他二叔又说:“最后三个人有问题。”
楼涧无奈地摆手“他们互不认识,有什么问题。”
他二叔犀利的眼神刺向了楼涧,看得他一颤:“那你觉得,凶手到哪里去了?这是个密室。”
景一渭和楼涧对视一眼,胡竣然一边吃一边问:“什么密室啊?”说完,他嘴巴忽然停住了,问,“难不成,是密室杀人?”
楼涧难以置信地问:“那凶手呢?”
“没有人出来,进去的人见到老师是好好的,这不是个密室吗?更何况,凶手人影都没见到。”
景一渭问:“那,岂不是找不到凶手?”
“最关键的问题在于,老师到底是什么时候死的。”他二叔一脸严肃,平常懒得睁开的眼睛此刻闪着熠熠的光,“到底是最后三个学生出来之前,还是之后。”

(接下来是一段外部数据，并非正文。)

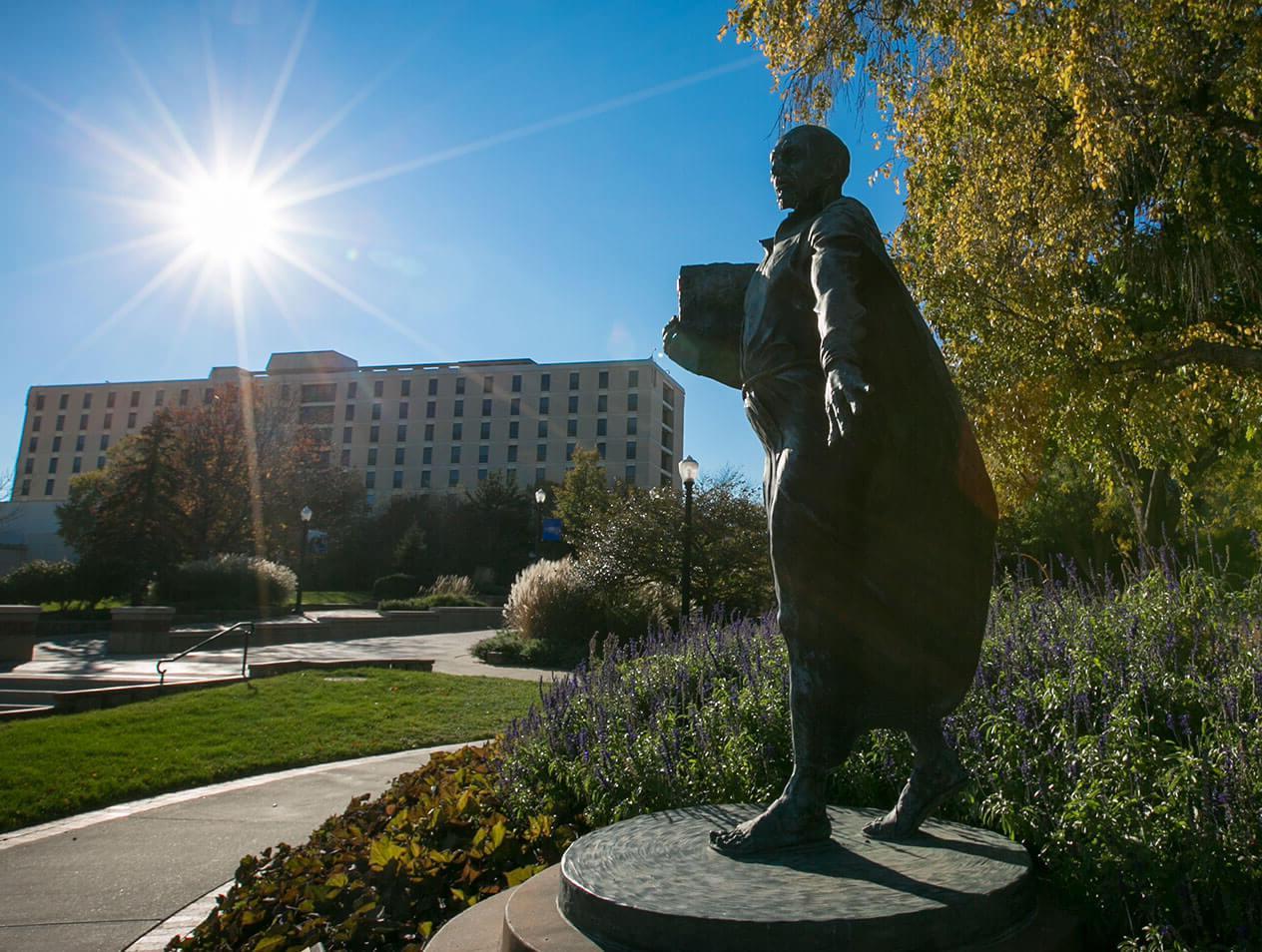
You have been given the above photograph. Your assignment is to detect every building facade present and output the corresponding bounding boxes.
[11,350,684,506]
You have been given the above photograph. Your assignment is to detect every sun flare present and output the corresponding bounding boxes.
[176,176,278,263]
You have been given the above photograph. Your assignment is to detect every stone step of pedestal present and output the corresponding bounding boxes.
[426,807,1084,952]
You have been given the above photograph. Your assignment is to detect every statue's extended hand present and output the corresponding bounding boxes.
[824,367,869,446]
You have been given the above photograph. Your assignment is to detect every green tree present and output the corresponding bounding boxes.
[728,0,1262,557]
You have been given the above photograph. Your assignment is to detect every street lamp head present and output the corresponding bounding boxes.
[679,456,701,485]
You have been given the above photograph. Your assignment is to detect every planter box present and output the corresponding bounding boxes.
[110,606,176,655]
[0,606,40,665]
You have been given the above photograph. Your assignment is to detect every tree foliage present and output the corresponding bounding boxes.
[728,0,1262,552]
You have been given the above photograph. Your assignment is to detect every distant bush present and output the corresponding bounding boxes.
[377,592,486,612]
[171,747,580,952]
[372,573,420,602]
[503,556,604,645]
[425,575,477,598]
[150,555,298,608]
[0,559,77,606]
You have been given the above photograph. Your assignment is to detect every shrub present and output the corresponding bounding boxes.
[377,592,486,612]
[425,575,477,595]
[0,559,76,606]
[372,573,420,602]
[503,556,604,645]
[150,555,298,608]
[171,747,575,952]
[501,568,1262,947]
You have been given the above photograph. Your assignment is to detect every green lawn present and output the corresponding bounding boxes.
[0,669,539,831]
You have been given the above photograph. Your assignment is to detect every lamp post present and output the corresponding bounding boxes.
[295,506,312,616]
[534,487,548,559]
[679,456,701,630]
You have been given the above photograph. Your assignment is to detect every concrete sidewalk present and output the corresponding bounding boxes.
[0,744,476,952]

如果是在之前,那那几个学生一定有问题。如果是在之后,那就不得解了。
景一渭出声:“可是没有办法知道死亡的准确时间呀。”
楼家二叔避开了他这个问题,又问:“最后三个人出来之前离上一个人出来有多久?”
楼涧回答:“不久,都没有一分钟。”
说完这句话之后,他二叔像是忽然开了窍一般,拿起桌上的东西吃了起来。楼涧和景一渭面面相觑,他二叔还劝:“你们也吃啊。”
楼涧无语问:“你应该不是只为了请我们吃烧烤吧?你是不是从哪里打听到了这个事?”
他二叔露出标准的八颗牙齿:“没有呀。就是想你了呀。”
鬼才相信。
四人吃完了之后去结账,他二叔一把搂住楼涧,亲亲热热:“楼啊,叔今晚不回去了,你跟你妈妈说一声啊。”
楼涧一脸鄙夷地看着他:“今晚去哪个家里睡啊?”
楼家二叔顺了一把他的毛,人已经撒开手朝另一个方向走了。景一渭看了一眼,问:“他有地方住吗?”

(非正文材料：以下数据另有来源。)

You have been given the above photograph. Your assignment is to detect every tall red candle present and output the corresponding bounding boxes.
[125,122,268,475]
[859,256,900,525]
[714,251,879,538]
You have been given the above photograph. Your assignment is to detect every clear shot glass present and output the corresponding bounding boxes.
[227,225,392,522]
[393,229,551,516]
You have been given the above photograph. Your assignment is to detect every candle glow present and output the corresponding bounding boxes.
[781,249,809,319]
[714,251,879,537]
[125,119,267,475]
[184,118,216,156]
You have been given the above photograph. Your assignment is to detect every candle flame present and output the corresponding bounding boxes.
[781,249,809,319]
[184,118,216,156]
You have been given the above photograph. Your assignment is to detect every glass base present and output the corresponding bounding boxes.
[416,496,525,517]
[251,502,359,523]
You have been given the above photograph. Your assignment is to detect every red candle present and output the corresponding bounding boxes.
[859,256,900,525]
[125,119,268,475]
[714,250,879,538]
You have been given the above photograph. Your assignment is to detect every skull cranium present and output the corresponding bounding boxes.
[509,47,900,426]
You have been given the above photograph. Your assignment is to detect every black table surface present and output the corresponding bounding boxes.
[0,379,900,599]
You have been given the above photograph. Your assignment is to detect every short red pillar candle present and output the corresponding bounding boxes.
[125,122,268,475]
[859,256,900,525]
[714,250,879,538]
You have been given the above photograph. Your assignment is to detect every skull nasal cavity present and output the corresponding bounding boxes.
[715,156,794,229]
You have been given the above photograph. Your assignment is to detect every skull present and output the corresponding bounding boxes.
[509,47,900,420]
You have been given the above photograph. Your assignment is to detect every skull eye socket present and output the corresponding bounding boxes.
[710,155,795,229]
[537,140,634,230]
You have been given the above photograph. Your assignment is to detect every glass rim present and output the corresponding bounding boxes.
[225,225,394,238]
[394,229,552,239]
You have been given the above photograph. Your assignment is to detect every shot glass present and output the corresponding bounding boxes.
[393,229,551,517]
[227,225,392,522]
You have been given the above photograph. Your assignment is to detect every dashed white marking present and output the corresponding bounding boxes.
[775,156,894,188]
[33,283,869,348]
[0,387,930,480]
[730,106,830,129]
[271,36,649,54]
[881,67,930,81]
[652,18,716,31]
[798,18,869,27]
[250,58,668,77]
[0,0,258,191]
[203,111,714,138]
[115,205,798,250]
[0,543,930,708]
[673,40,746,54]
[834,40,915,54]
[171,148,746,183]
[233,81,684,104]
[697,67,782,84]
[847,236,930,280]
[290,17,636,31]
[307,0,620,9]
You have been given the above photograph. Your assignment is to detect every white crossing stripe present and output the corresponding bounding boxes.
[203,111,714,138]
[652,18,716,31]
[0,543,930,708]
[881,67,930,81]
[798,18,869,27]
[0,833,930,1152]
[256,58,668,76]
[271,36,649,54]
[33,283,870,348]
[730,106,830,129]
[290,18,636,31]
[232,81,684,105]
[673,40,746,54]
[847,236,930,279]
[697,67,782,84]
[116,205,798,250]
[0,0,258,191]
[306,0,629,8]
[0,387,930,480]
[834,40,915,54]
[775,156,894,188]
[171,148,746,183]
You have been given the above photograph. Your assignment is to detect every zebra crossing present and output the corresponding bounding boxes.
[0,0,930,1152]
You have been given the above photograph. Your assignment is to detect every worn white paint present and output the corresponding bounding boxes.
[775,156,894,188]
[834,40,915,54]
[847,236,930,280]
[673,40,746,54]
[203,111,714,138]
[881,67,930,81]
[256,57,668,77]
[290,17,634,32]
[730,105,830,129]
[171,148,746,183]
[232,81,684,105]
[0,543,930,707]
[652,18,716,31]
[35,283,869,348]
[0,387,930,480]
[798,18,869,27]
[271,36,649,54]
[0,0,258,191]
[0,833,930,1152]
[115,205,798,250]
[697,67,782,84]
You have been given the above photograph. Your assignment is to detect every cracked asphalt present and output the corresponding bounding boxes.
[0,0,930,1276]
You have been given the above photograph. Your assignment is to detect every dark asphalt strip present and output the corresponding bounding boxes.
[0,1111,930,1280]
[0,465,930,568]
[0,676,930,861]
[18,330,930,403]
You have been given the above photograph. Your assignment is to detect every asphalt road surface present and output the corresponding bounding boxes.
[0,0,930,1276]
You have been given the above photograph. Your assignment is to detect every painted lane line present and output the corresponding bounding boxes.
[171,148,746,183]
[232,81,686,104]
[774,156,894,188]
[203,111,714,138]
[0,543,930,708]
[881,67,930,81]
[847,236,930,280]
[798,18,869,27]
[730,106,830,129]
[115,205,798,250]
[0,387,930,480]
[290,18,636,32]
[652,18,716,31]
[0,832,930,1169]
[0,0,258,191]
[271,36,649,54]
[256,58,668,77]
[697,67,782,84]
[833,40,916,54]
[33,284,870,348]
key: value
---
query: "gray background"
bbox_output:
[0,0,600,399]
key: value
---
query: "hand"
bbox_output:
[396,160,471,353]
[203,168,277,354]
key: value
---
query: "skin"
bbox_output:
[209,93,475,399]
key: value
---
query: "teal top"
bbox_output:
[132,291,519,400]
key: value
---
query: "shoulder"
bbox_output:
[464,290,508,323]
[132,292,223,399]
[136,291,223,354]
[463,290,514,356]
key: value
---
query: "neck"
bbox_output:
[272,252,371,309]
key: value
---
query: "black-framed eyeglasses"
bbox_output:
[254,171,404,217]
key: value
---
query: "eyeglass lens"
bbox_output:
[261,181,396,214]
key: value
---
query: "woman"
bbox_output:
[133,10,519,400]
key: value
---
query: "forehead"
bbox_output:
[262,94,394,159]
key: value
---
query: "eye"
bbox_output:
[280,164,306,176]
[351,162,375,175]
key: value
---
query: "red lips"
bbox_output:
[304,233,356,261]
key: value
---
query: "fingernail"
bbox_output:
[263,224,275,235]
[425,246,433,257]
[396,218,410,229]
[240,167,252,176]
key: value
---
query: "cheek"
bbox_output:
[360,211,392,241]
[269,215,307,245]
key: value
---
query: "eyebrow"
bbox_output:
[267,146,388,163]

胡竣然对这事早已经习以为常,挥了挥手,说:“不用担心啊,二叔有的是地方住。”
楼涧砸了砸嘴,说:“他一天到晚神龙不见尾的,谁知道去哪里鬼混了。”
景一渭好笑地看着他,上前薅了一把他的毛:“乖儿子,爸爸走了,不要想我哦!”
楼涧一把甩开他的手,面无表情:“滚。”
胡竣然看他俩这是临分别都要加戏,连忙滚蛋了。
不知道是不是因为挖粪坑对几个警察小哥哥产生了负面影响,接下来的几天,楼涧再也没见过他们出没在校园里了。随着时间的推移,渐渐地,同学们早已经忘了这件事,只有几个老师凑在一块的时候才会偶尔谈谈这事。似乎大家都忘了,那个将短刀刺进赵老师背后的凶手还在这个学校里。
这桩案子就快要成了无头悬案,似乎只要时间久了,大家就忘了到底是怎么回事。直到三天后,赵老师的妻子找到了学校。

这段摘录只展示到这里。